Sometimes You Just Wanna Say…NO!

7 Jan

So this was officially, for the record, the most tiring week of all weeks. EVER. I’ve never felt more exhausted in my life than ever before and it’s because I’m working my bum off at work. There aren’t enough hours in the day to get to everything that’s on my desk to complete. What’s worse is that it’s all for a big event at the end of the month – which of course I’ll be attending.

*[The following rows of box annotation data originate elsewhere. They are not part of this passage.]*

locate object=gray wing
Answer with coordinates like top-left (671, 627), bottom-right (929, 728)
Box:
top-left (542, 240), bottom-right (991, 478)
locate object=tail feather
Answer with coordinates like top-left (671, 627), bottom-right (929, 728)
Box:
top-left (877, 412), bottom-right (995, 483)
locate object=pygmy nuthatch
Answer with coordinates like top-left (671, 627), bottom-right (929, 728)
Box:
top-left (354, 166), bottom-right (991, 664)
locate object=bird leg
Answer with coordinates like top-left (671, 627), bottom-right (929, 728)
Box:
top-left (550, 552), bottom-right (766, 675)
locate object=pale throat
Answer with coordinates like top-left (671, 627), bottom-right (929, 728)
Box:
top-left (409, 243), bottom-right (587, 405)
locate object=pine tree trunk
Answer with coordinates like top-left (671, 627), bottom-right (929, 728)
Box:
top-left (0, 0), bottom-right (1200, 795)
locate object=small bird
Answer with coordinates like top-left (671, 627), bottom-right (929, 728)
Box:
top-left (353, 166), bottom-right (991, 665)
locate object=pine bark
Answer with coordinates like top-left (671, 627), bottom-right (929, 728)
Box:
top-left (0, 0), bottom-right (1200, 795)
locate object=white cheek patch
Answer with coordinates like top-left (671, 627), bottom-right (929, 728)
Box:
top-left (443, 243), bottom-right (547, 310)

Anyway – enough about work.

I’m slowly closing my eyes as I type this, because clearly I haven’t gotten enough sleep. This is the story of my life, though. And if it’s any consolation, all of my childhood friends will tell you that I was always the first one to fall asleep. Yep, I got the ice down the shirt, the panties over the head, the whip cream on the face – you name it. That was me. I lived through it and it was never fun. I could sleep through a World War back then and I probably could now. Probably.

Seriously, though. January has never been a busy month for me – until NOW. All these birthdays, work, parties, functions, etc. etc. Oh yeah and I can’t forget the most important day – my day of birth! But how can a girl enjoy that day with all these other crazy running arounds going on? Sometimes I feel like I put my own self in overdrive and put more pressure on myself than is normal.

That’s when I say – HOLD THE PRESS! & FOCUS!

I spend a lot of time trying to please other people and see that they’re happy when sometimes it isn’t given back. I always make sure my happiness comes first, but I walk a tight rope when I try to make others happy, too. It’s always a battle for me. Sometimes I just can’t do it and it is hard for me to say no especially to people I love. Sometimes my importance and priorities just have to come before anything else and alot of times I feel like people won’t get that which is why I feel like I don’t have a choice so I have to go to so and so’s party or that person’s get together with friends. If you don’t give, you can’t receive, right? But what if you’re always giving, giving, giving and…..NOTHING?

When you need a break, you need a break. When you know your limits, you stick to them. Period.